'Evening News' Declares Imminent Death of Suburbia

     For decades, some on the left have decried the rise of the suburbs for everything from their impact on decentralizing big municipal governments to the impact longer commutes have on community and the environment. However, suburbs could be coming to an end, according to the August 7 “CBS Evening News.”


     Fill-in anchor Russ Mitchell reported that with gas near $4 a gallon, the cons now outweigh the pros of living in the suburbs and the working public will be forced to move out of smaller municipalities and back into large cities.


     “Sixty years ago, cheap gas and new highways helped fuel suburbia’s rapid rise, creating a new American utopia,” CBS correspondent Ben Tracy said. “But now the triple threat of falling home values, empty nesters returning to the city and sky-high gas prices is driving suburbia to the brink. Some developments are left half-built, while other homes look abandoned. Demand for suburban housing is dropping so fast that a recent study predicts that by 2025 there will be a surplus of 22 million large-lot homes in suburban areas.”


     But according to the Orlando Sentinel, the man who made that prediction – Arthur C. Nelson of Virginia Tech’s Metropolitan Institute – says the surplus could range from 3 million homes to 22 million home. The “Evening News” didn’t mention the low end of Nelson’s prediction.


     The backdrop of Tracy’s report: Californiaone of the states that has been hit hardest by the housing downturn and not necessarily the norm for the rest of the country. Nonetheless, Tracy said this could be “the beginning of the end” for the ’burbs.

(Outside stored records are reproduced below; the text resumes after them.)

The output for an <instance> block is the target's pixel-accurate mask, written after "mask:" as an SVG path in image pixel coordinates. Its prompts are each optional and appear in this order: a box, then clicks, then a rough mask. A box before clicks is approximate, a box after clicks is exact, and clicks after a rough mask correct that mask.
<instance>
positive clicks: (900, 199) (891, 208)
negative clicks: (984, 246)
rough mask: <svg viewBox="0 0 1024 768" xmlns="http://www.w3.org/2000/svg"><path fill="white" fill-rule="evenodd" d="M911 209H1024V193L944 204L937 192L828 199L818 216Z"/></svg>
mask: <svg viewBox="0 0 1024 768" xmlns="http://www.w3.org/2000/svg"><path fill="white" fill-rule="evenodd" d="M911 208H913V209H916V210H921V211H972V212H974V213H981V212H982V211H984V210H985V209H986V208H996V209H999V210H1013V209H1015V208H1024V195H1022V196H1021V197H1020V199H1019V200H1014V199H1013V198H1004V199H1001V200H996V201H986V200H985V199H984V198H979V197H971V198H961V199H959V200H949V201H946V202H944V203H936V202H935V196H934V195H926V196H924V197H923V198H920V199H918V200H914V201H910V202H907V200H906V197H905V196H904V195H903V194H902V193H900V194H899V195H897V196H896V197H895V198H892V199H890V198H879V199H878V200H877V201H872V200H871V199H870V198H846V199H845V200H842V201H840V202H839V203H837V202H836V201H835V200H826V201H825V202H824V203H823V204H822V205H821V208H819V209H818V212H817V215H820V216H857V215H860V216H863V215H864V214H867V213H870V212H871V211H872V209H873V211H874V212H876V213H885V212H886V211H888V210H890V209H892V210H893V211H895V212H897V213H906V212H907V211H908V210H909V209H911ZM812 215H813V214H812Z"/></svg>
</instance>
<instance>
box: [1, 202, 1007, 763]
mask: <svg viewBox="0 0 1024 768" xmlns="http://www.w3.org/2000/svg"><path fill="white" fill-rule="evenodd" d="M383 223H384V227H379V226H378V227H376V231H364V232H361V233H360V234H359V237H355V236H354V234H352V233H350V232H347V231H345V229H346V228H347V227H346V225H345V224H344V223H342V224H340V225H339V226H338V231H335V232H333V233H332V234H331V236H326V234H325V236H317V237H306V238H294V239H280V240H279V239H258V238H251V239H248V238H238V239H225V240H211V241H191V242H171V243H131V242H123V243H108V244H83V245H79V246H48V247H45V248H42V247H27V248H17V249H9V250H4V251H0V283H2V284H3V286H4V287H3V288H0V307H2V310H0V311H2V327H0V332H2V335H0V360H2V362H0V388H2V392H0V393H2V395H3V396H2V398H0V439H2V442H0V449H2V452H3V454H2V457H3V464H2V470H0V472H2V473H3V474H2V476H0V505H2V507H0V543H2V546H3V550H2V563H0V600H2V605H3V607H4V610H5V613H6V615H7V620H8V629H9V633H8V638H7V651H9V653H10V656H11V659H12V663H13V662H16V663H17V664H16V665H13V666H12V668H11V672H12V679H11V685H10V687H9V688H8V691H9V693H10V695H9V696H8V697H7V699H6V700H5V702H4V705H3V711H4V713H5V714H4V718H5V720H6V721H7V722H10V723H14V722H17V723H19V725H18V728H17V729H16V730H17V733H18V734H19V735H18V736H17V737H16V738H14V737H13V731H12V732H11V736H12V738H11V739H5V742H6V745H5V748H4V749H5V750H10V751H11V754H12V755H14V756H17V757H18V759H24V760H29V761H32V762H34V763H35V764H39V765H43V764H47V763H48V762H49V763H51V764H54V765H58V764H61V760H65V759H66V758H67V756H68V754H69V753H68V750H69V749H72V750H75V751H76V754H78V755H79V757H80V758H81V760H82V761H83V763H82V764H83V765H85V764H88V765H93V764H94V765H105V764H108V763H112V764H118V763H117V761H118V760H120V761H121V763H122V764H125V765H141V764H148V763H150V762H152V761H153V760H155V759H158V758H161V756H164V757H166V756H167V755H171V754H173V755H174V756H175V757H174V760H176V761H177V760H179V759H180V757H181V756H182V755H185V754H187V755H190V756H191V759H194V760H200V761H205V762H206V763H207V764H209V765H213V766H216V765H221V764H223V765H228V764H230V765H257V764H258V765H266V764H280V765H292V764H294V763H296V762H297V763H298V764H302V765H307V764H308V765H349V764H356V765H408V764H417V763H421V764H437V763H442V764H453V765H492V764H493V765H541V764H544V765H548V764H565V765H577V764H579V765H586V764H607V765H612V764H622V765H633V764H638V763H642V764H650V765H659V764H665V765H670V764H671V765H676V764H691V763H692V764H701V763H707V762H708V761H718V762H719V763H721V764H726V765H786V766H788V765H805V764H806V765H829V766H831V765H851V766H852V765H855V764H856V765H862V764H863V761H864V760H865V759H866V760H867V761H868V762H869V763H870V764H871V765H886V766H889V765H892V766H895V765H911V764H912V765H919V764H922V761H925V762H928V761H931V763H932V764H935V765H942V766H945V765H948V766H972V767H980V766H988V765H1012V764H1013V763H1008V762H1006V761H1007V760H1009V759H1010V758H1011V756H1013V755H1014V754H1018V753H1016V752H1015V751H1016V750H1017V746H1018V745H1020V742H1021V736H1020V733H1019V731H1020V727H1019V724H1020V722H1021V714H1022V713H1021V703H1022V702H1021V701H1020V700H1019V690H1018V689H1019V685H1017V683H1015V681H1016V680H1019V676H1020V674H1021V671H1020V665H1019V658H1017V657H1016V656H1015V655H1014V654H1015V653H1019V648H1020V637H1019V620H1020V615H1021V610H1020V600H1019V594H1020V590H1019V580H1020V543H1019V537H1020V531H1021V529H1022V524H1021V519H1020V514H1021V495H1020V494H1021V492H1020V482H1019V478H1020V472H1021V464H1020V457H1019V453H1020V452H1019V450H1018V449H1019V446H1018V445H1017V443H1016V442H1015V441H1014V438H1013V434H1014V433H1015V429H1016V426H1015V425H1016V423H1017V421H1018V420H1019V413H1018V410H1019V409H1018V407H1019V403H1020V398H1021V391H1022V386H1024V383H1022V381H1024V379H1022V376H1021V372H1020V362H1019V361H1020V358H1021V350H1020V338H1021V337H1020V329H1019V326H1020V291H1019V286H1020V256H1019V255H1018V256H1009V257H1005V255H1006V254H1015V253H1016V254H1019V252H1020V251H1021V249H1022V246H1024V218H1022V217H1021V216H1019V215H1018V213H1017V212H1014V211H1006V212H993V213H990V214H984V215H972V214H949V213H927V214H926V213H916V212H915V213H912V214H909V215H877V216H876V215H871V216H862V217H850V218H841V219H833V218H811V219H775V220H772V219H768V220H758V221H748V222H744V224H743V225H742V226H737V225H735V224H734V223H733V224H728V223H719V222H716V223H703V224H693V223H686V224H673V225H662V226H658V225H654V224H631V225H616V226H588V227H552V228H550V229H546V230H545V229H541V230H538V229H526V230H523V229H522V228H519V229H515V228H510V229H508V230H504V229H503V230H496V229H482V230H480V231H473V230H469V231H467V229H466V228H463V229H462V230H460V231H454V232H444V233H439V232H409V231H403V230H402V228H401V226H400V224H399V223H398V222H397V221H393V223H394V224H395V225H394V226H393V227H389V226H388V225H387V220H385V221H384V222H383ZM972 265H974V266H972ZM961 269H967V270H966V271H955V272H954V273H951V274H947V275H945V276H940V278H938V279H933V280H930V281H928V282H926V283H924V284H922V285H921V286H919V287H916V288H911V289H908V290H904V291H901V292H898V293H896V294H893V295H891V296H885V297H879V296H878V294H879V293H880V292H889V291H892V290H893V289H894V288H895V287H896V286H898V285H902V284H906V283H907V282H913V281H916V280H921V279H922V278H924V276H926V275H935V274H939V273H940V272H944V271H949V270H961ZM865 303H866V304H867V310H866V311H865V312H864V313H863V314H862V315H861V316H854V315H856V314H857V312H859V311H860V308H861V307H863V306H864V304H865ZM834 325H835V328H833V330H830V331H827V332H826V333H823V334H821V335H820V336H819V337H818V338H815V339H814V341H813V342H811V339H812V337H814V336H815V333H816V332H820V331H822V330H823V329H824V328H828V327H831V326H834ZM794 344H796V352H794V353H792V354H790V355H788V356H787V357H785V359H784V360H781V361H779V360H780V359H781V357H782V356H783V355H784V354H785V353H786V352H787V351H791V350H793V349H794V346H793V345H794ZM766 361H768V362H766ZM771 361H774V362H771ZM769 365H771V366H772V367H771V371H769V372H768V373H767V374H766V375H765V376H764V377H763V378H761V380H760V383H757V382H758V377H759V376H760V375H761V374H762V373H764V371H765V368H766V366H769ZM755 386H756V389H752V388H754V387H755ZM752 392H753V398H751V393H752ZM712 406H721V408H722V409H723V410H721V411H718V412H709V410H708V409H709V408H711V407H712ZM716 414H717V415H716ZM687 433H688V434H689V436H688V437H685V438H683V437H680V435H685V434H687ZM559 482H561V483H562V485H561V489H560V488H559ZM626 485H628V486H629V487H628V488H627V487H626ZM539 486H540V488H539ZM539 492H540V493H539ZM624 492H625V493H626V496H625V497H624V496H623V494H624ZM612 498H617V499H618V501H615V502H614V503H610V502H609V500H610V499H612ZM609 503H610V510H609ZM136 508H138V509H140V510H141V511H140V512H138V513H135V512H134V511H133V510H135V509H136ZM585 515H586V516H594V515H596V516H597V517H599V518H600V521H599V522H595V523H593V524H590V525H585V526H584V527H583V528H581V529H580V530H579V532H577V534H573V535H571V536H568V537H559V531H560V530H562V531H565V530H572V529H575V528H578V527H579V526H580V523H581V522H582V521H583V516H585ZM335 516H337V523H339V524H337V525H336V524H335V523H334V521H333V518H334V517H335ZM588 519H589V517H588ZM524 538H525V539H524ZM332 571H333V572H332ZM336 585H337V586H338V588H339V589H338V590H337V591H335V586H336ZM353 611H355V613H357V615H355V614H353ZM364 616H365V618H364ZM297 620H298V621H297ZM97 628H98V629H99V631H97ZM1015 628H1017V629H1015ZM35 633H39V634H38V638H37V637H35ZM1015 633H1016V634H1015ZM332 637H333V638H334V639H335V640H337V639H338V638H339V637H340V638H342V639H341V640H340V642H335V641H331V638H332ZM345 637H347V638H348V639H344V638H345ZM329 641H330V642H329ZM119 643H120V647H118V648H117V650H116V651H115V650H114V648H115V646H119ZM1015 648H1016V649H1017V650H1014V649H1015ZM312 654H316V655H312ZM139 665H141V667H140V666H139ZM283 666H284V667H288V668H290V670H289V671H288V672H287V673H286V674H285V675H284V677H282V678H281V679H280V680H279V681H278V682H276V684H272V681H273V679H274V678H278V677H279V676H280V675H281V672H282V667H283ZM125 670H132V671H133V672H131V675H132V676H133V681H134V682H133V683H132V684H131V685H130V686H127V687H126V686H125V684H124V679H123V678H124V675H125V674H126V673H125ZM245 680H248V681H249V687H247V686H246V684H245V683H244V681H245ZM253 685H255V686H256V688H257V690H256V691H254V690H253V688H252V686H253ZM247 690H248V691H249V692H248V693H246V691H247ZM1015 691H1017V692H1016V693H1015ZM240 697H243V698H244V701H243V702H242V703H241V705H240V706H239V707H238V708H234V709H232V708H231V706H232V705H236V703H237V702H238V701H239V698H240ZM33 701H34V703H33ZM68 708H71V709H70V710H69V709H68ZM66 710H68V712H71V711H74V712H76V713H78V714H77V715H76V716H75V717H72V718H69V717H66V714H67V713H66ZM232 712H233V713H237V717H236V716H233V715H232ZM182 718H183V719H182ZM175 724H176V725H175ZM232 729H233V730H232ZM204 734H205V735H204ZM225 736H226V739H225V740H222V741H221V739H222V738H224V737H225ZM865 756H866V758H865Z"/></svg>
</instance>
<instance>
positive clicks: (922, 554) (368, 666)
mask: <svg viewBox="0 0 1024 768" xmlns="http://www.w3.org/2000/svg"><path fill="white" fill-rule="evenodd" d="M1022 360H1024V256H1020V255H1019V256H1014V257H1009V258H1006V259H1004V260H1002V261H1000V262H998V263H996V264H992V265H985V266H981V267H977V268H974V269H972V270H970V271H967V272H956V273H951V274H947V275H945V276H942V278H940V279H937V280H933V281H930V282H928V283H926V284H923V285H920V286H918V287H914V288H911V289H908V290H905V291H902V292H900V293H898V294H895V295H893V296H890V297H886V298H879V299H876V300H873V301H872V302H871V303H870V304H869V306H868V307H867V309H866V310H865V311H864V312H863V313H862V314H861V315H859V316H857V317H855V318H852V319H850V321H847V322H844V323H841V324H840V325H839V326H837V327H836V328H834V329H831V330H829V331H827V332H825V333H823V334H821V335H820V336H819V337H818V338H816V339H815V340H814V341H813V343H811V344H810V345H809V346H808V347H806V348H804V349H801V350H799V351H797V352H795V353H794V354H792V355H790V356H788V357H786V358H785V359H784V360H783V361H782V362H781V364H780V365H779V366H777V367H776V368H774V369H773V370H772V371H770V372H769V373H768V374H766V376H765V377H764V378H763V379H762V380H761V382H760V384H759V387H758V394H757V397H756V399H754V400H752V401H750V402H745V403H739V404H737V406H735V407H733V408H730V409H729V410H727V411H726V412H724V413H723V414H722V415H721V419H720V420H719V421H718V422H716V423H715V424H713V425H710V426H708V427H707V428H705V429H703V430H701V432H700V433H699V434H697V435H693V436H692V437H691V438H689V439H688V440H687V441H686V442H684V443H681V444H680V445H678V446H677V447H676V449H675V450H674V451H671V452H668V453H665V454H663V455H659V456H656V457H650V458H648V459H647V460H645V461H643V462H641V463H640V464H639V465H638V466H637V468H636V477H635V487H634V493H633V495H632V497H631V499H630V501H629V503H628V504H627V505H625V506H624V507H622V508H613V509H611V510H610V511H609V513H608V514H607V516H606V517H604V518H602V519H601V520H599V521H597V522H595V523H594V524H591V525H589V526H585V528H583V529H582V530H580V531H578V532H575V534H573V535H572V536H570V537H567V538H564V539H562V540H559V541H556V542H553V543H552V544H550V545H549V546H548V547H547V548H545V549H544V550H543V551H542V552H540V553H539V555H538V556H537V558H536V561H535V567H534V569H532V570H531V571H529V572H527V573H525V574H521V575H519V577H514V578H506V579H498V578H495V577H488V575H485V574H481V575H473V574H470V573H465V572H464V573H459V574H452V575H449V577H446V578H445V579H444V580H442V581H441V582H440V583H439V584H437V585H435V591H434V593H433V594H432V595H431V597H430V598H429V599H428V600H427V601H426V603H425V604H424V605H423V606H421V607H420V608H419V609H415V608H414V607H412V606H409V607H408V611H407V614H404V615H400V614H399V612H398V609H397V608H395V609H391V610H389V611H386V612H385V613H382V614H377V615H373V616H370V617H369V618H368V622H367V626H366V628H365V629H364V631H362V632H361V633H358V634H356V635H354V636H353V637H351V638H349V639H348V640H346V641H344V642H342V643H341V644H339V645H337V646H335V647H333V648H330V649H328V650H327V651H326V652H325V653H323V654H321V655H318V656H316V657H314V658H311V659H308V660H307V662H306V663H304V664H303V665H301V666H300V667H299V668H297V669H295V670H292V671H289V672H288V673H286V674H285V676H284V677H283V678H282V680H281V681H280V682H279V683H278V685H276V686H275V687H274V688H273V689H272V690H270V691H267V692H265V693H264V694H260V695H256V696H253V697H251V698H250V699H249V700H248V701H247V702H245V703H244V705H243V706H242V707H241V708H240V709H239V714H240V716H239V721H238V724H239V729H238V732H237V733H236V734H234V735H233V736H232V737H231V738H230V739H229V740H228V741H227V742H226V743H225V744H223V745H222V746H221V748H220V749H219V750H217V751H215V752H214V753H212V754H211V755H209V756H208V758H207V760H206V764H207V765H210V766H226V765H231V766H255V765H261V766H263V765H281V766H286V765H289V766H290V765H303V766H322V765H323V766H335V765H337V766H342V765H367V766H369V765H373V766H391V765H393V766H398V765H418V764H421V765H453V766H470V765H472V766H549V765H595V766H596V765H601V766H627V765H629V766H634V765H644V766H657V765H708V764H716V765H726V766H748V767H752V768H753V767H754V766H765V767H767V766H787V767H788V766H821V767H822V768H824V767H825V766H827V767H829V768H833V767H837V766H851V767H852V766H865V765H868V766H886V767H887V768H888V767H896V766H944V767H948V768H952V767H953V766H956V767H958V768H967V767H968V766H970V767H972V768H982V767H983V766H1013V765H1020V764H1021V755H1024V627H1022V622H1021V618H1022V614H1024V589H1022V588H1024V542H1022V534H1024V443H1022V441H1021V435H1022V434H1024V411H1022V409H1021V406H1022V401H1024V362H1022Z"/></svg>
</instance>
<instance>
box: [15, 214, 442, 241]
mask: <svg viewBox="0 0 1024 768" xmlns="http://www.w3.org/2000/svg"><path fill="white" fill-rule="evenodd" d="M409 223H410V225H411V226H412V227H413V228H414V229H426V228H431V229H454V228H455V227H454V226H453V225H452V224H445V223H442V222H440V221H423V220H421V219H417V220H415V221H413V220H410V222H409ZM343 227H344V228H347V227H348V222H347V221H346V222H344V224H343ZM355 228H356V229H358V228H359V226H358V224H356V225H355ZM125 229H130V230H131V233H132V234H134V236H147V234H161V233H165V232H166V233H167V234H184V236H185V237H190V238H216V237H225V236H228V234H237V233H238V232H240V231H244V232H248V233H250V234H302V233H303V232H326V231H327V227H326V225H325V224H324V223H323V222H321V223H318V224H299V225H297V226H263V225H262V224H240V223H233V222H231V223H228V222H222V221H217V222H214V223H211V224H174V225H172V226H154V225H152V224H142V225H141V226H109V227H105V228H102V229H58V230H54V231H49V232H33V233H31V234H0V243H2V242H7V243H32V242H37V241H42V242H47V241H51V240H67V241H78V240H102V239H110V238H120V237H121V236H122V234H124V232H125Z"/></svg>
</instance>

     “It sounds hard to believe, but some experts are now predicting that this could be the beginning of the end of suburbia – that far-flung neighborhoods like this one could be tomorrow’s slums,” Tracy said.


     Tracy based his assertions on the writings of James Howard Kunstler, an author who told “Evening News” that he thinks “the project of suburbia is over.” However, Kunstler also has peddled other doom-and-gloom scenarios that didn’t come true, including cataclysmic failures surrounding Y2K and the Dow Jones Industrial Index (DJIA) crashing to 4,000 by the end of 2005.


     “Author James Howard Kunstler has been predicting the decline of the suburbs for more than 15 years,” Tracy said. “He says housing far away from job centers won’t survive.”


     “We’ve put so much of our national wealth and even our identity into the idea of suburbia that we can’t imagine having to let go of it or substantially change it,” Kunstler said.


     But Tracy neglected to raise the possibility of some suburbs rising and becoming job centers beyond the confines of large cities.


     Tracy touted the efforts of Sacramento, the capital city of California in the heart of the housing downturn, which has been pushing toward “smart growth – high-density development in walkable neighborhoods near job centers and transit.”


     “A dream abandoned miles away now beginning to fade,” Tracy concluded.